Tensorflow Saved model not portable with latest tf.keras.optimizers
supercharleszhu opened this issue · comments
Environment:
- Framework: (TensorFlow, Keras, PyTorch, MXNet) Tensorflow
- Framework version: 2.11
- Horovod version: 0.28.1
- MPI version: N/A
- CUDA version: 11.2 (tested in CPU version)
- NCCL version: 11.2
- Python version: 3.10
- Spark / PySpark version: N/A
- Ray version: N/A
- OS and version: CentOS 7
- GCC version: 11.2.0
- CMake version:
Checklist:
- Did you search issues to find if somebody asked this question before?
- If your question is about hang, did you read this doc?
- If your question is about docker, did you read this doc?
- Did you check if you question is answered in the troubleshooting guide?
Bug report:
Please describe erroneous behavior you're observing and steps to reproduce it.
We met an issue after running TF Training w/ horovod in both CPU and GPU execution. The tf saved model is not loadable outside Horovod environment because HorovodAllReduce seems to be saved unexpected.
Ways to reproduce: running the following script for a simple keras model in the test case and saving it
# test.py
import horovod.tensorflow as hvd
import tensorflow as tf
import keras
import numpy as np
hvd.init()
initial_lr = 0.1 * hvd.size()
opt = tf.keras.optimizers.Adam()
opt = hvd.DistributedOptimizer(opt)
def linear_multiplier(epoch):
return epoch
model = keras.models.Sequential()
model.add(keras.layers.Dense(2, input_shape=(3,)))
model.add(keras.layers.RepeatVector(3))
model.add(keras.layers.ThresholdedReLU(0.5))
model.compile(loss=keras.losses.mean_squared_error,
optimizer=opt,
metrics=[keras.metrics.categorical_accuracy],
experimental_run_tf_function=False)
x = np.random.random((10, 3))
y = np.random.random((10, 3, 2))
train_history = model.fit(x,
y,
steps_per_epoch=5,
epochs=20)
# test that the metrics average is being respected
loss_metrics = train_history.history["loss"]
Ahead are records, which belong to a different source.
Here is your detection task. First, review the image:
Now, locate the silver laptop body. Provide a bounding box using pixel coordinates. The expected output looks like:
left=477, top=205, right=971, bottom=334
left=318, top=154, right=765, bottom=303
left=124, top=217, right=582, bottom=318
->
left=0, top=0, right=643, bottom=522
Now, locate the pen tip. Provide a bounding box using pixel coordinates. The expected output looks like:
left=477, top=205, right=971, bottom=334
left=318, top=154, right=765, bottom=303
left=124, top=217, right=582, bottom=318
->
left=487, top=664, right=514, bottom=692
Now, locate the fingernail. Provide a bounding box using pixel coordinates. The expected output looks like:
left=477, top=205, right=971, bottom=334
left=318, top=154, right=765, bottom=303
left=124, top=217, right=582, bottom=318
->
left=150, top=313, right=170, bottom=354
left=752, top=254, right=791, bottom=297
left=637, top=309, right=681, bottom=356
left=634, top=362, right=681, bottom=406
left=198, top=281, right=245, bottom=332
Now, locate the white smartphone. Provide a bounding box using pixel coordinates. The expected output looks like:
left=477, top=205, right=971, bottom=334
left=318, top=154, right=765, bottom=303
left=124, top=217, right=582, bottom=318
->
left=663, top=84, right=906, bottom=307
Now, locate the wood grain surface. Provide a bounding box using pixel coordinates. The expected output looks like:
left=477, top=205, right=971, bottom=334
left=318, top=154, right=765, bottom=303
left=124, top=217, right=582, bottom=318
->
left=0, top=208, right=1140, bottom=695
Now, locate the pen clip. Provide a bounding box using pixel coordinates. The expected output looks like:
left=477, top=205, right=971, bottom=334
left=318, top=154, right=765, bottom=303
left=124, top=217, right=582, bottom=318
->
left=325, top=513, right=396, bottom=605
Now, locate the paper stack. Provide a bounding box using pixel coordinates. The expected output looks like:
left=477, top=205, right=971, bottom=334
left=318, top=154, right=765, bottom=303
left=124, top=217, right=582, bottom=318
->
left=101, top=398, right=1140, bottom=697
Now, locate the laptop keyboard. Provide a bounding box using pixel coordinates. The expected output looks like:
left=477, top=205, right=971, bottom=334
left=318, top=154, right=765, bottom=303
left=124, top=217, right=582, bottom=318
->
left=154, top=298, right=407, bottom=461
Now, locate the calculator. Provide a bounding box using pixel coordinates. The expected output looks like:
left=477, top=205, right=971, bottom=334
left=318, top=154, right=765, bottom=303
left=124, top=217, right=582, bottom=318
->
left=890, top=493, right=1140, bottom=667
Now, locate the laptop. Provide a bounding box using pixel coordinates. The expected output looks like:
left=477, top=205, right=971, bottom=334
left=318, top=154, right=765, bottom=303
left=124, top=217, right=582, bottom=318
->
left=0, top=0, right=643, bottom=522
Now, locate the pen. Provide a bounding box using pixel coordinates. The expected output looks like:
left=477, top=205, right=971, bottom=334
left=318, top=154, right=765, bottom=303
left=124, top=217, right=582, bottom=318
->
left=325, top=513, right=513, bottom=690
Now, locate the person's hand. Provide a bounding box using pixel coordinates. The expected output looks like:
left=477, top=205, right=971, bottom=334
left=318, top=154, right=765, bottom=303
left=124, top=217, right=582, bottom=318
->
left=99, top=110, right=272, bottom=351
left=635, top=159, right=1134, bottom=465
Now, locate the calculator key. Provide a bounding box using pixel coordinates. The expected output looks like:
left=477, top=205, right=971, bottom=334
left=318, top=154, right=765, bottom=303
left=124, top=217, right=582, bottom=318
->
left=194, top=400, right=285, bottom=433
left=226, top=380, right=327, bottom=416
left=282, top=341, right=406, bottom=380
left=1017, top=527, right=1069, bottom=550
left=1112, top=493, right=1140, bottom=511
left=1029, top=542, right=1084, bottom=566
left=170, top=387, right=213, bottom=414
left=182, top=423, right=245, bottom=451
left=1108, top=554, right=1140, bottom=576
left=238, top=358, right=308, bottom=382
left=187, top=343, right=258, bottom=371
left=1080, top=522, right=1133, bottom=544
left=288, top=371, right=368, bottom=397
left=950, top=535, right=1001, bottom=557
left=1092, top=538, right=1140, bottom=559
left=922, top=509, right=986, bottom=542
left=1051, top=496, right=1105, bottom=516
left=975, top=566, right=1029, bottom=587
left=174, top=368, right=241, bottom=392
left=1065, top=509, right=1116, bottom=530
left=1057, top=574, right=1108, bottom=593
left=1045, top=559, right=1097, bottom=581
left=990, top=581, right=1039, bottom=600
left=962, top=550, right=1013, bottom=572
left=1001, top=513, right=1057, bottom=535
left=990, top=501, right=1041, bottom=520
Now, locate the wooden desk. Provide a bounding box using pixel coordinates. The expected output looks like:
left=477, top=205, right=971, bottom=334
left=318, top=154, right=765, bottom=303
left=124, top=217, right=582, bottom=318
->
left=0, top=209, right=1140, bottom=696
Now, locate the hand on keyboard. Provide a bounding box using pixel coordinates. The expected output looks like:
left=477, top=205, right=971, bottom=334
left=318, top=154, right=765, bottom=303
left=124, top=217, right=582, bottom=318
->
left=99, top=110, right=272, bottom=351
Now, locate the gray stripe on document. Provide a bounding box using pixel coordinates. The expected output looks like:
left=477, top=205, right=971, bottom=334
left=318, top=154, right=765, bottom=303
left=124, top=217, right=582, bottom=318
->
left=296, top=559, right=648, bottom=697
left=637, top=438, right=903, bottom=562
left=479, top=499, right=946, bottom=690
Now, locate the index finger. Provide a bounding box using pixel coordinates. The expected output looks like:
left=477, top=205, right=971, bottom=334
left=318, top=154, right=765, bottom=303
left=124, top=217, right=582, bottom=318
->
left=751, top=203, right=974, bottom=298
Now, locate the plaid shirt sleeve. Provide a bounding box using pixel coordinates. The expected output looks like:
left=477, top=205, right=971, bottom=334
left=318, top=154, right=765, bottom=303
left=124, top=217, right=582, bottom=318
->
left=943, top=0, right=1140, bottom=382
loss_metrics_tensor = tf.convert_to_tensor(
loss_metrics, dtype=tf.float32)
expected_loss_metrics_tensor = hvd.broadcast(
loss_metrics_tensor, root_rank=0)
if hvd.rank() == 0:
tf.saved_model.save(model, "test_space/hvd_saved_model_2")
and run python test.py
Then loading the model without horovd being imported
# test_2.py
import tensorflow as tf
tf.saved_model.load("/home/chzhu/test_space/hvd_saved_model_2")
and run python test_2.py
it will return
Traceback (most recent call last):
File "/home/chzhu/test_space/test_tf_saved_model.py", line 3, in <module>
tf.saved_model.load("/home/chzhu/test_space/hvd_saved_model_1")
File "/home/chzhu/test_space/env_310/lib/python3.10/site-packages/tensorflow/python/saved_model/load.py", line 828, in load
result = load_partial(export_dir, None, tags, options)["root"]
File "/home/chzhu/test_space/env_310/lib/python3.10/site-packages/tensorflow/python/saved_model/load.py", line 961, in load_partial
raise FileNotFoundError(
FileNotFoundError: Op type not registered 'HorovodAllreduce' in binary running on chzhu-ld4.linkedin.biz. Make sure the Op and Kernel are registered in the binary running in this process. Note that if you are loading a saved graph which used ops from tf.contrib, accessing (e.g.) `tf.contrib.resampler` should be done before importing the graph, as contrib ops are lazily registered when the module is first accessed.
You may be trying to load on a different device from the computational device. Consider setting the `experimental_io_device` option in `tf.saved_model.LoadOptions` to the io_device such as '/job:localhost'.
Note: Reverting to Horovod 0.26 or tf.keras.optimizer.legacy will resolve this issue. But we want to use latest horovod instead.